Dopo il presidente diocesano, ha preso la parola don Dino Pirri per presentare l’icona biblica: l’episodio di Marta e Maria, (Luca 10, 38-42). L’incontro tra queste due donne e Gesù è la risposta a una domanda rivolta a Gesù, più avanti nel Vangelo, da un dottore della legge che lo voleva mettere alla prova: “Maestro, che devo fare per ereditare la vita eterna?”. A questa domanda, che nasconde un tranello, Gesù non dà una risposta diretta ma risponde all’interlocutore con un’altra domanda: “Che cosa sta scritto nella legge? Come leggi?” e il dottore della legge replica: “Ama il Signore Dio tuo con tutto il tuo cuore, con tutta la tua anima, con tutta la tua forza e con tutta la tua mente, e il prossimo tuo come te stesso”. Gesù gli disse: “Hai risposto esattamente; fa’ questo e vivrai”. Come troveremo, quindi, la salvezza?
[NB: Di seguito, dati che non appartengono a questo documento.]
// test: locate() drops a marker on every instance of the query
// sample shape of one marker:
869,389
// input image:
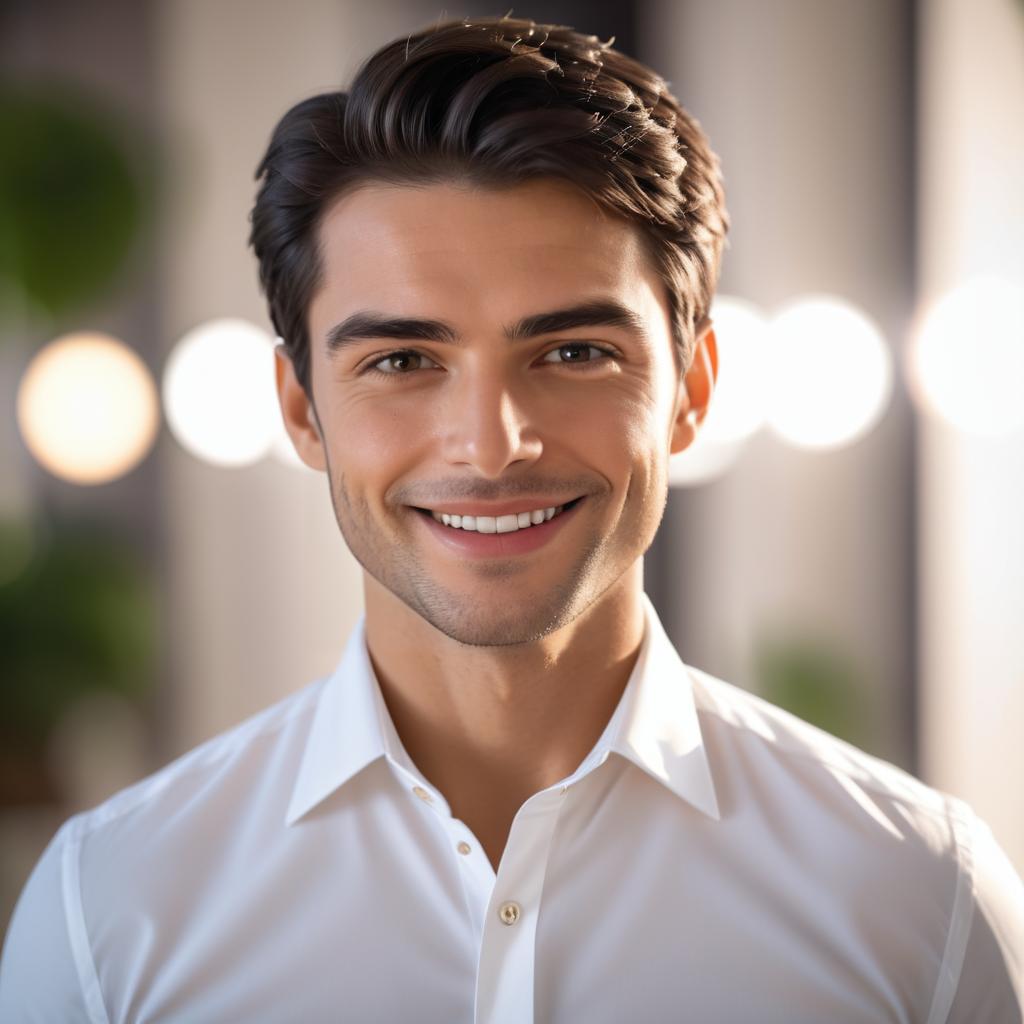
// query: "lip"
508,508
474,545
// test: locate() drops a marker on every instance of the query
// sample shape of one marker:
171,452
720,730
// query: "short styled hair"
494,102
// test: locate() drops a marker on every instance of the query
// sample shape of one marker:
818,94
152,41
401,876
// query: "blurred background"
845,539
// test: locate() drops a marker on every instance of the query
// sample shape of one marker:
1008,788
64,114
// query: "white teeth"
507,523
498,524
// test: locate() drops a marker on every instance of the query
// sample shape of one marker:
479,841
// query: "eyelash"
372,367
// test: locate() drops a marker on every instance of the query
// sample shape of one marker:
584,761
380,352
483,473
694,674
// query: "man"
491,263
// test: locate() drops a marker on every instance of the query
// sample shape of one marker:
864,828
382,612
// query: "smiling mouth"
510,523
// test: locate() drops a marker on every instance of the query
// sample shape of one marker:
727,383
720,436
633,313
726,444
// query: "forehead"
473,255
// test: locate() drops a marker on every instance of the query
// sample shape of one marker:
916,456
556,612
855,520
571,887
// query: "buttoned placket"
505,907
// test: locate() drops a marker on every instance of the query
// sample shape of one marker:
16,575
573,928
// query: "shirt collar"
654,726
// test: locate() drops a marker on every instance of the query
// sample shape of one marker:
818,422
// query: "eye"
402,361
577,351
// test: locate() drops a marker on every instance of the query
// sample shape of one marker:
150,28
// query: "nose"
487,426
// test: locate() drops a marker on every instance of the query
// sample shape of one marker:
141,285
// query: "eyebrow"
370,324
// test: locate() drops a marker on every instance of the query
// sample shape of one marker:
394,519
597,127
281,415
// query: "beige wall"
972,489
262,591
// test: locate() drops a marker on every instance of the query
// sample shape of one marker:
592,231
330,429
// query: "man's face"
483,412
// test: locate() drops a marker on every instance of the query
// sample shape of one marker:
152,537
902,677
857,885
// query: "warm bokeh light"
737,406
966,363
830,374
219,392
87,408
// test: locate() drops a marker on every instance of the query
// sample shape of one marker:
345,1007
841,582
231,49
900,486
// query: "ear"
298,412
695,388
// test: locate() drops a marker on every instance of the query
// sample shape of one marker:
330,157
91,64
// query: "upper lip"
496,508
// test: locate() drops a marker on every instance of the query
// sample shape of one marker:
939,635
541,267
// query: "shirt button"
509,912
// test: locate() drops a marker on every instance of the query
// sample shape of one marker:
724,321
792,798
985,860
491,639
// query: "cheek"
371,438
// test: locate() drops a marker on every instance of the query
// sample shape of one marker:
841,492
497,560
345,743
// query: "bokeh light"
966,361
830,374
219,392
87,408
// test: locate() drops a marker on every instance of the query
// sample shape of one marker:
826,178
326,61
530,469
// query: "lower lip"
476,545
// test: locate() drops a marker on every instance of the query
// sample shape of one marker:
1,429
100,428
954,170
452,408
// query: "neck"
489,726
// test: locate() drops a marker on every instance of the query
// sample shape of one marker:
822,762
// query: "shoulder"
904,858
210,781
741,725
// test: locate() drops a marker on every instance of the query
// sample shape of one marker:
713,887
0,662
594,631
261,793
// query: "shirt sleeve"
986,935
39,974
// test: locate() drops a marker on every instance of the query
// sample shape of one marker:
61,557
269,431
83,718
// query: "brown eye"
577,351
402,361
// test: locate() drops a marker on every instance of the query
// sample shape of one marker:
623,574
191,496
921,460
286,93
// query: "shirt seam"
961,919
78,935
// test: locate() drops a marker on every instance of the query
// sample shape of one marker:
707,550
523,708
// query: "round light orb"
87,408
966,361
736,409
219,392
829,374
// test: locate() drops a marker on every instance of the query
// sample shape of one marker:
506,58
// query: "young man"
491,263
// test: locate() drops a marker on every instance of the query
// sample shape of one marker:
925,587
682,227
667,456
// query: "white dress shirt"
713,859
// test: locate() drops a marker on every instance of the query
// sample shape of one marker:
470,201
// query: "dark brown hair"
495,101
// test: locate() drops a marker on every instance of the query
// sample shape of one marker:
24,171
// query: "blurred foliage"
72,200
819,684
78,617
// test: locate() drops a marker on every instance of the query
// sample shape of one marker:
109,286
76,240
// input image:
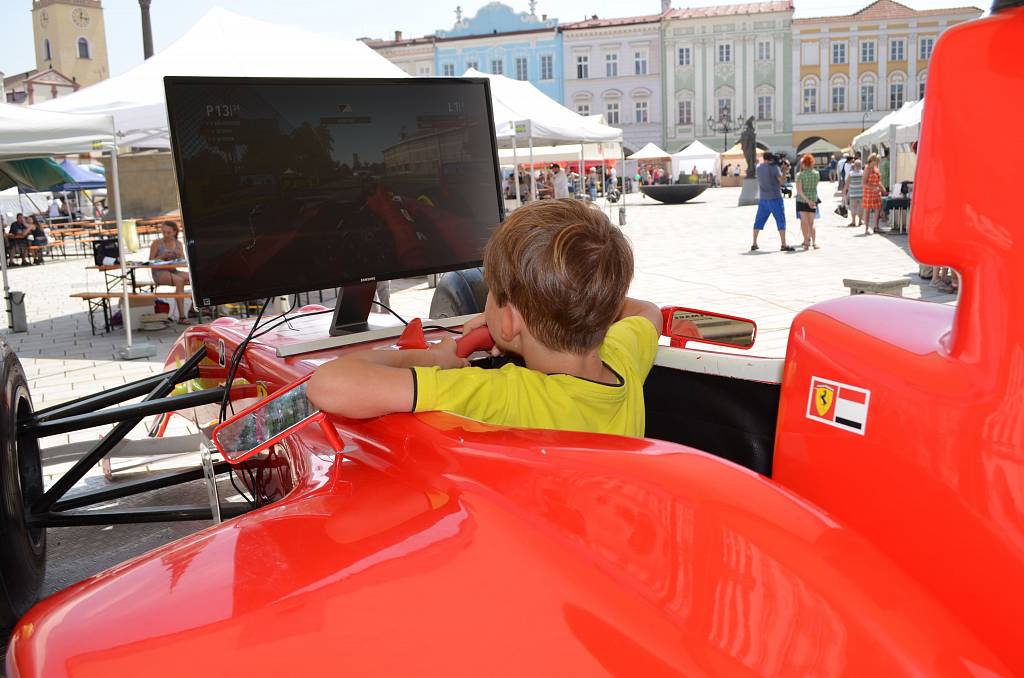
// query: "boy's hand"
442,354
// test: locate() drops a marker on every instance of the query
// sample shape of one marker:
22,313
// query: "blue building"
500,40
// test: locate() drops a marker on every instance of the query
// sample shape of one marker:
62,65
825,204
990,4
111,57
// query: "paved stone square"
694,254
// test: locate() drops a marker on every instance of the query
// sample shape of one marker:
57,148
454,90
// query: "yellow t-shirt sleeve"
473,392
630,346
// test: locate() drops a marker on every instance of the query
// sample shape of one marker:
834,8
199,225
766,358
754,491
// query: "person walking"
854,192
871,201
807,200
770,201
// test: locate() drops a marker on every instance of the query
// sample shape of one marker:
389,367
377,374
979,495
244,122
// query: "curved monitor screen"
290,185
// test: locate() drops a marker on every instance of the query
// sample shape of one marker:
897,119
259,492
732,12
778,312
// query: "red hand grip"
478,339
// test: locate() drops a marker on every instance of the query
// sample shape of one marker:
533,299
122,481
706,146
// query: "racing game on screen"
289,186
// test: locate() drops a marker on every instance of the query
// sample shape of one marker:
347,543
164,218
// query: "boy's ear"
511,323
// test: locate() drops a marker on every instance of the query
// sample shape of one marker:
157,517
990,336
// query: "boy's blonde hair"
566,269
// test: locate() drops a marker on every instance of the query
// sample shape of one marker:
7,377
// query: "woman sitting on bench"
168,248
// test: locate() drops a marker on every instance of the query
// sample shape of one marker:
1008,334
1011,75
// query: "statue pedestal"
750,194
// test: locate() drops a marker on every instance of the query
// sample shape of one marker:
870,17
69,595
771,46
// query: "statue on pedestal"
749,142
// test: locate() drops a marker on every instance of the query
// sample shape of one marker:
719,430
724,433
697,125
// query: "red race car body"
884,534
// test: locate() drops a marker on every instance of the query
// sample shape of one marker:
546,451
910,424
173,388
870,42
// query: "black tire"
459,293
23,549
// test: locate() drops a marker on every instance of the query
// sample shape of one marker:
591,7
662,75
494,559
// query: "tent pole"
532,174
128,352
515,169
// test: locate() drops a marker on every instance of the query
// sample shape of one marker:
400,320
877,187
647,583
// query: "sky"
340,18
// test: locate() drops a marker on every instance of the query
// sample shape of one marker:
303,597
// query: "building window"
640,62
611,113
547,67
867,96
867,52
583,67
809,53
611,66
927,45
896,95
839,52
897,50
686,113
640,113
520,69
839,96
810,96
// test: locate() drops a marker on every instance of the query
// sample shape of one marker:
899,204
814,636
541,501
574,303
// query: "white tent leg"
515,169
532,174
127,352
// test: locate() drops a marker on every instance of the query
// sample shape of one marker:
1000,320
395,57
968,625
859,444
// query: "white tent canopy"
880,131
30,133
707,160
567,153
221,43
550,122
650,152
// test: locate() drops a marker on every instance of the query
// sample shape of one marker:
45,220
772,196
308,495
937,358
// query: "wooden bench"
877,285
101,301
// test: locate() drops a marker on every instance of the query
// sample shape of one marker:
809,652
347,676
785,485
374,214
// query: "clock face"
81,17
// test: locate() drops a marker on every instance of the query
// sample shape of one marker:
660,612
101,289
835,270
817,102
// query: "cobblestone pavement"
694,254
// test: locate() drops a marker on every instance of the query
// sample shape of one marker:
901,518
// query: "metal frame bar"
136,488
142,514
45,503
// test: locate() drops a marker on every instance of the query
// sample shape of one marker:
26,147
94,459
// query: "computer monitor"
296,184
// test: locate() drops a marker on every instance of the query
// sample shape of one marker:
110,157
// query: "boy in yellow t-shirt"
557,272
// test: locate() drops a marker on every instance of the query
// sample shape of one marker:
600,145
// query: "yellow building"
70,38
851,71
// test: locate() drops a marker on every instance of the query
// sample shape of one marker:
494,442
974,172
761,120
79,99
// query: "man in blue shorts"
770,181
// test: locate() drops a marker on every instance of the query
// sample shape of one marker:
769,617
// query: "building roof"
595,23
731,10
881,10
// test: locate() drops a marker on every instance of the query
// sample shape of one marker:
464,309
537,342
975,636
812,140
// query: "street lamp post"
724,125
146,29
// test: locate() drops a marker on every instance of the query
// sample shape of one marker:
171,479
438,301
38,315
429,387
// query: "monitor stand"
352,308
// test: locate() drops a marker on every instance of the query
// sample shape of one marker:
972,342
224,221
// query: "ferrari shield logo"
823,396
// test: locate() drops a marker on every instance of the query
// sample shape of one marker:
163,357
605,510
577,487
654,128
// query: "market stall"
705,159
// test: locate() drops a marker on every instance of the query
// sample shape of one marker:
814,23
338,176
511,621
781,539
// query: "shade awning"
650,151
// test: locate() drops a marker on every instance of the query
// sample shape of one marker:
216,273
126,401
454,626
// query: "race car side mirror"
686,325
266,423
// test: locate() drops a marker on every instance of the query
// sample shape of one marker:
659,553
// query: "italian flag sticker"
838,405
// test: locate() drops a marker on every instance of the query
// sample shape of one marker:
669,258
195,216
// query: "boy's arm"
372,383
643,309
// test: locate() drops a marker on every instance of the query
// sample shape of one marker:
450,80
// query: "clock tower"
71,39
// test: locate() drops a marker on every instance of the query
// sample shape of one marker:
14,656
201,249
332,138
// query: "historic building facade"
851,71
613,68
519,45
728,61
71,39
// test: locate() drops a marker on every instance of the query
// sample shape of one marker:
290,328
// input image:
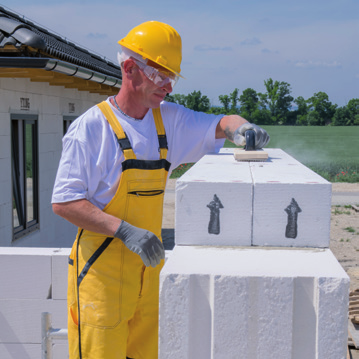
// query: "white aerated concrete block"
26,273
213,200
291,203
20,351
20,320
279,202
234,303
59,273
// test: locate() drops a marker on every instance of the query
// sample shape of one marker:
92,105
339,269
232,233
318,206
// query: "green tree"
234,100
195,101
323,108
225,101
353,107
301,113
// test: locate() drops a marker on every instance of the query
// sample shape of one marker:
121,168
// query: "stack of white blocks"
232,288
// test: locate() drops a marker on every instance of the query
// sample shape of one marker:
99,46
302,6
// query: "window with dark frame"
24,156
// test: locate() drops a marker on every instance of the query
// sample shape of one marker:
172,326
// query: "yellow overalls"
112,296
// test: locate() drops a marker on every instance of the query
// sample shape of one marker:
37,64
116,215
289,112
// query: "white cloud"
251,42
205,47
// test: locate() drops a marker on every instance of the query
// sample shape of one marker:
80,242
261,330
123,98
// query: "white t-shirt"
90,165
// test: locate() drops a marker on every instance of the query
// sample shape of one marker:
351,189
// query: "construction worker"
110,183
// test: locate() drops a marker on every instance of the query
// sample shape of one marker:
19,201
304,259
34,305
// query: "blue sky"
228,44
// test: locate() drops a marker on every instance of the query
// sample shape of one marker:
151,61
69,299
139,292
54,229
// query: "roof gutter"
62,67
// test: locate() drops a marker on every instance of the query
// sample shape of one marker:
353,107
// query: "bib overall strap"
122,138
162,139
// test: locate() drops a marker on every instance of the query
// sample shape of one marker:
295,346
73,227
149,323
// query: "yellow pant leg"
143,327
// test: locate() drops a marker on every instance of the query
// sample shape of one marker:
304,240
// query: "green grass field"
332,152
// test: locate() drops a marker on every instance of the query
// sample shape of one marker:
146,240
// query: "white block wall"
234,303
50,104
254,197
32,281
231,182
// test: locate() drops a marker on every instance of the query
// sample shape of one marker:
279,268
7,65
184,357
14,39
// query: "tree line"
275,107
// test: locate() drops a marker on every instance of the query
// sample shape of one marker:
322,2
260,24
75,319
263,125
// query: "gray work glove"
142,242
262,137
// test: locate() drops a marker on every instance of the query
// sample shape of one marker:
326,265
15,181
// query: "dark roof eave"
62,67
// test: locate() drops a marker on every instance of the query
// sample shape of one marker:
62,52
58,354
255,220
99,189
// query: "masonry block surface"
30,278
260,302
291,203
213,200
279,202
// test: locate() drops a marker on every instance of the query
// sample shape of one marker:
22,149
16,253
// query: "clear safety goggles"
159,78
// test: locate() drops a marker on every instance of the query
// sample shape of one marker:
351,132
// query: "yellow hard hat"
157,42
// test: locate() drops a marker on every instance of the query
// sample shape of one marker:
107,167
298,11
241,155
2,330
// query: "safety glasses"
159,78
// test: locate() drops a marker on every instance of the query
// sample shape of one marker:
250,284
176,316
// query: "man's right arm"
84,214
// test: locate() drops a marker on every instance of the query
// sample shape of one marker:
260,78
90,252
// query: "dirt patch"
344,241
345,187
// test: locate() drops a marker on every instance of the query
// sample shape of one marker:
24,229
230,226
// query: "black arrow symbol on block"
292,210
215,205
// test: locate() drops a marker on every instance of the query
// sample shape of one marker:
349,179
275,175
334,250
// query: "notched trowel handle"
250,137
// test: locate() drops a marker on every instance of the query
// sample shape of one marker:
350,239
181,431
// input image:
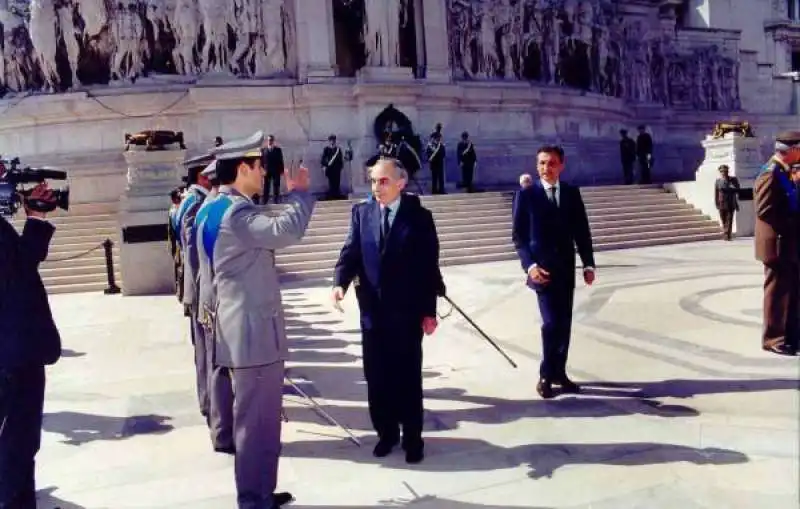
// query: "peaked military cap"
210,171
241,149
787,139
200,161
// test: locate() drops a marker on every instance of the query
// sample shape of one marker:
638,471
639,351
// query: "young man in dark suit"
391,256
549,221
29,341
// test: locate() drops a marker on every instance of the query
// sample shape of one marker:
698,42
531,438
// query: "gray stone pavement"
681,407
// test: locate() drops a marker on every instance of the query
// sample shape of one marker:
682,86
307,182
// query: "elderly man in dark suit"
392,251
29,341
726,198
549,221
777,243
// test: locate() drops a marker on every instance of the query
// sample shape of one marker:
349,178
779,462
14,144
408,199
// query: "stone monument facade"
513,73
154,163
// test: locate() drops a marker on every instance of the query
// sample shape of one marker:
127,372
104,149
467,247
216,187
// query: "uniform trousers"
200,362
21,413
781,304
257,405
220,397
393,370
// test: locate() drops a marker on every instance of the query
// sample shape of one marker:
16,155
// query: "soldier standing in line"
332,163
220,389
467,158
436,155
198,190
241,239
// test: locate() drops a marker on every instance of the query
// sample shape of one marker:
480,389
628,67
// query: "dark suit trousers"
555,306
21,407
271,181
437,173
393,369
781,304
334,183
467,175
726,217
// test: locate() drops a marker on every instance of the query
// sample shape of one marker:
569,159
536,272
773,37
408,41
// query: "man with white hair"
391,257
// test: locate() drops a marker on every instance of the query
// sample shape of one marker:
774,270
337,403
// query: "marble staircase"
473,228
476,228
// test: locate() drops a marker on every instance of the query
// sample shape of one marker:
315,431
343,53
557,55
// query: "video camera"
11,196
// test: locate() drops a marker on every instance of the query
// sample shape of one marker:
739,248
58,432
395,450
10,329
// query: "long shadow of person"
80,428
473,455
46,500
683,388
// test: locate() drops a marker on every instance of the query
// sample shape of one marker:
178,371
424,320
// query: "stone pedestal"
147,267
385,74
743,157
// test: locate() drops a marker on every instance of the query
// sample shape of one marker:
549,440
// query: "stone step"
76,278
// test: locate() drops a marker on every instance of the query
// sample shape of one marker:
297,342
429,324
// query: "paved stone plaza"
681,408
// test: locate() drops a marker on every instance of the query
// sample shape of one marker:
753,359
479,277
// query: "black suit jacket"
400,283
547,235
28,335
272,160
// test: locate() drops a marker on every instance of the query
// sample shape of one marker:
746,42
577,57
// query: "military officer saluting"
218,380
251,342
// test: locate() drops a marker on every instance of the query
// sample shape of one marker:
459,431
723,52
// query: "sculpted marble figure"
43,26
71,34
186,25
382,32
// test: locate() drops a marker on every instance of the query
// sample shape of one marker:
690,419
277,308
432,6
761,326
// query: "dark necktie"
385,227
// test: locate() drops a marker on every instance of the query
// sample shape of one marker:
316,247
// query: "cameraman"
29,341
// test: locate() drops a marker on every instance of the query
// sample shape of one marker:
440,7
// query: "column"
437,48
145,261
315,43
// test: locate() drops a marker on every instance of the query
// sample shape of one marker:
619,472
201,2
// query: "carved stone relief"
384,37
57,45
590,45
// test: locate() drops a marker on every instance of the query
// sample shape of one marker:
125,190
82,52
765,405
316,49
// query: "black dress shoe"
384,447
781,349
225,449
415,455
568,386
544,389
280,499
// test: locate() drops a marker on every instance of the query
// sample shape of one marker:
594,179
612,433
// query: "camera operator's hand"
40,192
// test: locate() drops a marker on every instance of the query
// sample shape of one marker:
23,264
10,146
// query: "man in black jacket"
391,256
272,162
29,341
Non la troveremo facendo qualcosa, non la troveremo amando ciò che facciamo ma la troveremo amando senza misura. Non ci dobbiamo preoccupare di cosa dobbiamo fare ma di come farlo. Questa risposta è nella parabola del Buon Samaritano e, appunto, nell’episodio dell’incontro con Marta e Maria.
Sappiamo che Marta e Maria abitavano insieme al fratello Lazzaro a Betania; mentre Gesù, con i discepoli, era in cammino, entrò nel villaggio dove Marta lo accolse e gli offrì ospitalità. Mentre Marta è distolta per i molti servizi, la sorella, Maria, stava seduta ai piedi del Signore ascoltando le sue parole: una lo ospita preparando il cibo e le bevande e l’altra lo ospita intrattenendosi con lui. Le due sorelle fanno tutto ciò che è necessario fare per accogliere il Signore; come accade in tutte le famiglie, ognuno ha il suo compito, ma Marta vede Maria seduta, mentre lei lavora, e si lamenta con Gesù: “Signore, non t’importa nulla che mia sorella mi abbia lasciata sola a servire? Dille dunque che mi aiuti” e Gesù le risponde: “Marta, Marta, tu ti affanni e ti agiti per molte cose, ma di una cosa sola c’è bisogno. Maria ha scelto la parte migliore, che non le sarà tolta”. Spesso si legge questa scena come una contrapposizione tra la vita attiva e quella contemplativa nella Chiesa, una divisione che non esiste di fatto; non è che l’atteggiamento di Maria sia migliore di quello di Marta, Gesù non rimprovera Marta per quello che fa, perché sta facendo il suo meglio per accoglierlo. Il suo rimprovero è per i suoi pensieri che dividono, che creano fratture nel suo cuore, nei confronti di altri e di Dio; paradossalmente, è arrivato da Marta il principe della pace e lei è in conflitto; Maria invece è in pace, ha trovato la Parola della vita e non sente il bisogno di dimostrare che vale, perché ha trovato la perla preziosa che vale più di tutte le altre cose e che quindi dà valore anche alla sua vita e la rende pacificata e unificata a Gesù. Non abbiamo bisogno di dimostrare che valiamo, perché il nostro valore è il Signore; non compriamo con i servizi l’amore di Dio e degli altri perché questo amore ci è dato totalmente e gratuitamente. Amare Dio con tutto l’essere, accoglierlo in verità, implica un cuore unificato, non diviso, dono di Dio, non conquista nostra. La condizione per vivere l’amore incondizionato verso Dio e verso il prossimo, chiama in causa l’abbandono della nostra volontà al dono di Dio che è l’unico che fa ogni cosa.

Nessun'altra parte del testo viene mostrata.